La transformation digitale, vaste sujet, pose encore beaucoup de questions à tous les niveaux de l’organisation. Après Nathalie Watine qui nous livrait récemment son regard de DG expérimenté sur ces enjeux, c’est au tour de Michael Collemiche, CDO, d’apporter son éclairage de terrain. De quoi nourrir les prochains échanges du Cercle CDO, et peut-être les vôtres. Comment faire comprendre l’enjeu du digital à son Comex ? Tentative de réponse.

Michael, qui êtes-vous et qu’est-ce qui vous motive ?

Je suis français et je travaille à l’étranger depuis 20 ans maintenant. Je me dédie aux questions de transformation digitale. Au départ, c’était plutôt de l’analyse de données. C’est progressivement devenu du Big data et de l’innovation pour en venir à la transformation digitale. Depuis 4 ans je suis dans une société basée en Amérique latine qui adresse l’Amérique du Nord jusqu’au Brésil où l’on fait notamment de l’implémentation de l’IA pour améliorer l’expérience utilisateur et pour optimiser nos process.

Ce qui m’a motivé ? C’est l’innovation, l’impression d’être au cœur d’un mouvement nouveau au sein des entreprises, dans l’action. Ça fait à peu près 10 ans qu’on parle de Big data, on voyait ça venir. C’est un peu comme l’arrivée d’internet il y a une trentaine d’années. Avec l’ère de la donnée, la transformation digitale m’a attiré, car il y a beaucoup à faire. Quelle que soit l’entreprise ou l’industrie, on est tous concernés par cet enjeu.

Vous avez récemment participé au Cercle CDO avec pour thème : « Comment faire comprendre l’enjeu du digital à son Comex ? ». Ça s’est bien passé ? Qu’est-ce qui vous a interpelé ? Qu’en avez-vous tiré ?

Ça m’a fait réaliser que l’on rencontre les mêmes problèmes sur les deux continents. Que ce soit en Amérique ou en Europe, il s’agit d’essayer de convaincre ou de faire comprendre le bien-fondé des transformations digitales ou de l’adoption du data driven à son Comité exécutif. Ou encore tout ce qui est en relation avec l’innovation et les nouvelles technologies.

On se trouve face aux mêmes grands sujets. Un enjeu d’abord culturel. Certains groupes peuvent résister à l’innovation parce qu’ils pressentent un danger ou ils sentent qu’on va modifier leur process et la façon dont ils font les choses depuis longtemps. Et puis il y a aussi un enjeu technologique comme la refonte de certains systèmes hérités du passé. Les entreprises ont énormément investi dans leurs technologies « on premise » (architecture physiquement présente au sein de l’entreprise). Avec la transformation digitale, on passe presque tout sur le cloud. Ce qui implique de nouveaux investissements technologiques et une certaine résistance, car on est tenté de vouloir amortir au mieux ces premiers investissements.

« Il faut apprendre à présenter son projet de la meilleure manière pour attirer ces talents, et les inviter à travailler dans nos équipes. »

Autre enjeu : celui du talent humain. Comment trouver le bon talent pour mettre en œuvre les projets de la meilleure manière ? Si on souhaite monter des équipes de data engineers, software engineers, UX designers, etc, trouver les meilleurs talents est très difficile. Ils sont peu disponibles, généralement déjà en poste ailleurs. Dans ce contexte, il faut apprendre à présenter son projet de la meilleure manière pour attirer ces talents, et les inviter à travailler dans nos équipes.

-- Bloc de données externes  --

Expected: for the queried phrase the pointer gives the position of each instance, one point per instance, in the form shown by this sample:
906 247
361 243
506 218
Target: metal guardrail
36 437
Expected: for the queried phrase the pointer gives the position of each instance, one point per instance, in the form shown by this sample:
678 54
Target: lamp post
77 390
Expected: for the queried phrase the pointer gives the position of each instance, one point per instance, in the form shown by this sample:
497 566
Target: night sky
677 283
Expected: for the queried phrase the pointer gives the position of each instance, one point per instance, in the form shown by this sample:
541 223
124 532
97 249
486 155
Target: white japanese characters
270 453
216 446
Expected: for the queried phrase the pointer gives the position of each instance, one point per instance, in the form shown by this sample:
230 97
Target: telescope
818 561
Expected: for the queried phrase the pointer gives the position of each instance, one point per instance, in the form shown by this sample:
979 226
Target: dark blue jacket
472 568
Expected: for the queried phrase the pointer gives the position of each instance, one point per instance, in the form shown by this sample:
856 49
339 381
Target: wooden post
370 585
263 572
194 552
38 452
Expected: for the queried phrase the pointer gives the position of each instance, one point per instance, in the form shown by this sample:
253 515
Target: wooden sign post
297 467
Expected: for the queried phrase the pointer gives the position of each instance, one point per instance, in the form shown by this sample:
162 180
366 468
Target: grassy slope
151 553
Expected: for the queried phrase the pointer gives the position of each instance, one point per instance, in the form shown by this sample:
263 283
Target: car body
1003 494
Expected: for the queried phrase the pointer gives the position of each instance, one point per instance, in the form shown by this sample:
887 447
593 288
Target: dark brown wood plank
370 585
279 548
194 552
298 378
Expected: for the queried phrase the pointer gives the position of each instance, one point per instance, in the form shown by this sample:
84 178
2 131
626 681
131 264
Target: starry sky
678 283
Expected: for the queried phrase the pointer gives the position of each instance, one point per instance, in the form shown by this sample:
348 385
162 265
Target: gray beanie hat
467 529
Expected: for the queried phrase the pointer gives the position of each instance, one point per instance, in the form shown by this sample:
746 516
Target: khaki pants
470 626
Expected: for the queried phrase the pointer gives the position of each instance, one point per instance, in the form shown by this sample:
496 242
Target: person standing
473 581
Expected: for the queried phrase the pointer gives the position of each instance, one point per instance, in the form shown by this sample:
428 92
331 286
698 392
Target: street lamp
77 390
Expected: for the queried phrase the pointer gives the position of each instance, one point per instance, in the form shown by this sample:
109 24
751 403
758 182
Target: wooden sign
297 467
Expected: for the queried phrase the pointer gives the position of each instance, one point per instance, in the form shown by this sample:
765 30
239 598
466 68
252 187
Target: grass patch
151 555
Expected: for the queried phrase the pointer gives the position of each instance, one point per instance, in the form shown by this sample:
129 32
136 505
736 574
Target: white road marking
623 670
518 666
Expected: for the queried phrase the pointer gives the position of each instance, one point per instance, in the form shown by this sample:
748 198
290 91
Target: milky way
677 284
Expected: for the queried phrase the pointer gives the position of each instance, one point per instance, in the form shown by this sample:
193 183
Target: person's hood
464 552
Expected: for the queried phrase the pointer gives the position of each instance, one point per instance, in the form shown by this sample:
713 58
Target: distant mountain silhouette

Ces talents sont généralement très jeunes et donc relativement instables professionnellement. Dans ce cadre, les ressources humaines ont parfois du mal à changer leur façon de faire vis-à-vis de ces profils recherchés. Les responsables RH ne sont eux-mêmes pas toujours très matures sur le digital et doivent s’adapter à cette nouvelle donne. On a d’ailleurs évoqué ce point avec les autres CDO lors du dernier Cercle. Ces problématiques sont très similaires, partout.

Quels constats faites-vous sur la question, quels sont les principaux enjeux ?

Pour inciter et convaincre le Comex, commencer par un audit pour identifier les opportunités au sein de l’entreprise et évaluer le niveau de maturité globale en termes d’innovation technologique, d’équipes, de stratégie et de vision. Il faut que le Comex soit concient de la nécessité de transformation en amont de la démarche. Et à l’issue de ces deux premières étapes, tracer une feuille de route pour résoudre les problèmes relevés et saisir les opportunités identifiées.

Cette analyse peut aussi bien passer par des cabinets extérieurs spécialisés qu’être réalisée en interne. Ça dépend beaucoup des compétences déjà présentes dans l’entreprise. Si ces équipes ont une certaine ancienneté, elles peuvent être plus difficile à mobiliser sur ces sujets de transformation. Pour ma part, je recommanderais plutôt l’accompagnement d’une société d’expertise extérieure.

Aussi, il ne s’agit pas simplement de tracer une feuille de route et de dire ce qu’il faut faire. Il faut proposer des solutions « quick win ». Commencer par quelque chose qui aura un impact immédiat sur le résultat pour démontrer que ces enjeux peuvent être résolus grâce à l’innovation et la transformation digitale. Et progressivement faire croître ses projets de transformation, et les équipes qui vont se dédier à ces enjeux.

Comment convaincre le Comex de l’apport business concret du digital ?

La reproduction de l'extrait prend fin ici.